WIMBLEDON, England — There is a real shift happening at the top of tennis, a youth movement that long seemed inevitable but never actually arrived until now.
As the sport's attention shifts to the grass of Wimbledon, where play begins Monday, Carlos Alcaraz, Jannik Sinner, Iga Swiatek and Coco Gauff are the players whose names are on everyone's lips.
Alcaraz is the defending men's champion and owner of three Grand Slam titles at the age of 21 after his triumph at the French Open. Sinner, 22, is the top-seeded man at Wimbledon and won the Australian Open in January. Swiatek, 23, is the top-seeded woman and just earned her fourth championship at Roland Garros and fifth major overall. Gauff, the youngest of the bunch at 20, is ranked a career-best No. 2, has reached at least the semifinals at the past three Slam tournaments and won her first such trophy at last year's U.S. Open.
While Swiatek has entrenched herself at No. 1 in the women's game, and is now 11-1 against Gauff, neither has been past the quarterfinals at Wimbledon, and there is a much more closely contested and intriguing rivalry developing between Alcaraz and Sinner ( Alcaraz leads 5-4 after winning their semifinal at the French Open in five sets). Then there's this: For so long, people wondered when the men's game would evolve from the extended dominance of Roger Federer, Rafael Nadal and Novak Djokovic, owners of a combined 66 majors, and that trio would cede space to others.
That time, it seems, is now — and Alcaraz and Sinner are beginning to separate themselves from the rest.
''These two guys will win many, many Grand Slams. How many? That's the question. Of course, they will be the best for 10 years, I imagine — Alcaraz and Sinner. I have no doubt about it,'' said Richard Gasquet, a three-time major semifinalist, including twice at Wimbledon. ''They will be the future of the game. ... The new generation is coming.''
Gasquet, a 38-year-old Frenchman who got to No. 7 in the rankings, knows all too well the difficulties of being a professional tennis player during the era of the so-called Big Three of men's tennis.

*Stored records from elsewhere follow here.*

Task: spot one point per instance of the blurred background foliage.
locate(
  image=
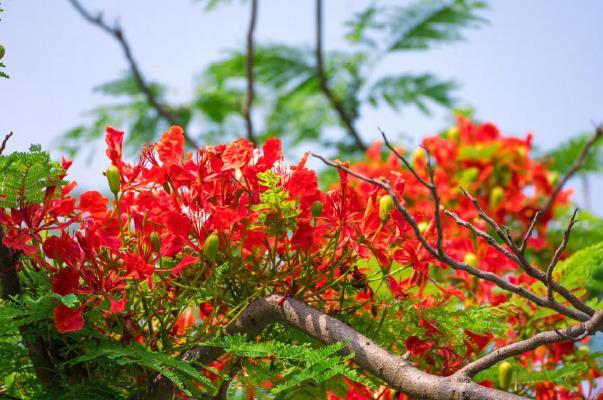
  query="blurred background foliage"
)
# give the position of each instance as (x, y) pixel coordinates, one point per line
(289, 100)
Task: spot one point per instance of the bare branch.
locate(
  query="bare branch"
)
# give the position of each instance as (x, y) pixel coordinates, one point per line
(575, 332)
(528, 234)
(249, 73)
(534, 272)
(462, 266)
(578, 163)
(345, 118)
(4, 141)
(394, 370)
(117, 33)
(488, 238)
(557, 255)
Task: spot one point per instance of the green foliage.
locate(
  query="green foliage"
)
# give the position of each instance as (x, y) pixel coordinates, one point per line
(288, 95)
(26, 177)
(296, 366)
(278, 212)
(182, 373)
(412, 90)
(563, 157)
(429, 22)
(567, 374)
(582, 270)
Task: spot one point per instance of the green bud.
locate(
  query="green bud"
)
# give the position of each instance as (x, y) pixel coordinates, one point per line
(155, 241)
(469, 175)
(317, 207)
(505, 373)
(114, 178)
(210, 247)
(471, 259)
(386, 204)
(583, 351)
(417, 154)
(496, 196)
(452, 133)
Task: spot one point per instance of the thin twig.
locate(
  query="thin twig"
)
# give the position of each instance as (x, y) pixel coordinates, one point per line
(578, 163)
(404, 161)
(249, 73)
(573, 333)
(458, 265)
(534, 272)
(528, 234)
(558, 252)
(117, 33)
(3, 145)
(345, 118)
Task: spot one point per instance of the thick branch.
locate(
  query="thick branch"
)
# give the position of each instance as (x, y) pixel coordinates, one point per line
(249, 72)
(392, 369)
(345, 118)
(575, 332)
(578, 163)
(117, 33)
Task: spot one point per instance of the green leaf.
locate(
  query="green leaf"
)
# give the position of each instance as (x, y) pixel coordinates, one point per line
(417, 90)
(428, 22)
(561, 159)
(25, 177)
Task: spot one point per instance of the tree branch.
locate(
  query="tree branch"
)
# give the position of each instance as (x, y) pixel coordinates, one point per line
(4, 141)
(458, 265)
(117, 33)
(392, 369)
(578, 163)
(575, 332)
(249, 73)
(345, 118)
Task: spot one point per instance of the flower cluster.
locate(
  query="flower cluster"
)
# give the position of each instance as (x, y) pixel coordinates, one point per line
(187, 240)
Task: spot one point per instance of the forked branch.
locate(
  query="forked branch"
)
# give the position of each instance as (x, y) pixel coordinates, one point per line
(578, 163)
(117, 33)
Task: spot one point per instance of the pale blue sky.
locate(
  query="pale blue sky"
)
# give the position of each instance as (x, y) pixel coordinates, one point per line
(535, 67)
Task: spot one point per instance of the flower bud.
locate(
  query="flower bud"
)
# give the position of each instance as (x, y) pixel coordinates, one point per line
(317, 207)
(452, 133)
(155, 241)
(114, 178)
(386, 204)
(210, 247)
(418, 154)
(583, 351)
(505, 373)
(496, 196)
(423, 226)
(471, 259)
(469, 175)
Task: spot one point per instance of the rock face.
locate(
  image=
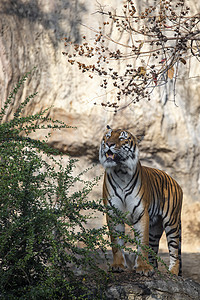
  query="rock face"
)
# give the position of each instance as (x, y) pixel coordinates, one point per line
(31, 35)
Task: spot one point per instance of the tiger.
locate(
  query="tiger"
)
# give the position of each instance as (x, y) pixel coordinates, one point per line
(151, 199)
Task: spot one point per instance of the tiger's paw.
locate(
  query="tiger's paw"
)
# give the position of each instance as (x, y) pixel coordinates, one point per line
(117, 268)
(146, 270)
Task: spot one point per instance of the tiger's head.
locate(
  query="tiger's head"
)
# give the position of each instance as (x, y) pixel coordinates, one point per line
(119, 149)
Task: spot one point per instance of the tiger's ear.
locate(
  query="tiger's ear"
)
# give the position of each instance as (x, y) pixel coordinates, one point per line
(139, 137)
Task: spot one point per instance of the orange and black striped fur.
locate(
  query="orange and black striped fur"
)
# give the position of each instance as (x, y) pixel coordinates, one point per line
(151, 198)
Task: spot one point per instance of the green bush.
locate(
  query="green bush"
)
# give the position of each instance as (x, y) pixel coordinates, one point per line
(41, 221)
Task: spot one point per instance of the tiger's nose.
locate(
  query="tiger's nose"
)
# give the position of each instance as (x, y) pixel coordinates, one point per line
(110, 144)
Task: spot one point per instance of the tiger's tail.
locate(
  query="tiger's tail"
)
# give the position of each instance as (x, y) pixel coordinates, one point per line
(179, 251)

The opponents in his three losses in Grand Slam semifinals? Federer, Nadal and Djokovic, once each.
But Federer, now 42, played the last match of his 20-Slam-trophy career in 2021. Nadal, 38, lost in the first round at the French Open — where he claimed 14 of his 22 major championships — and then opted to miss Wimbledon so he could focus on preparing for the Paris Olympics that start in late July; he has dealt with a string of injuries that included a hip operation last year.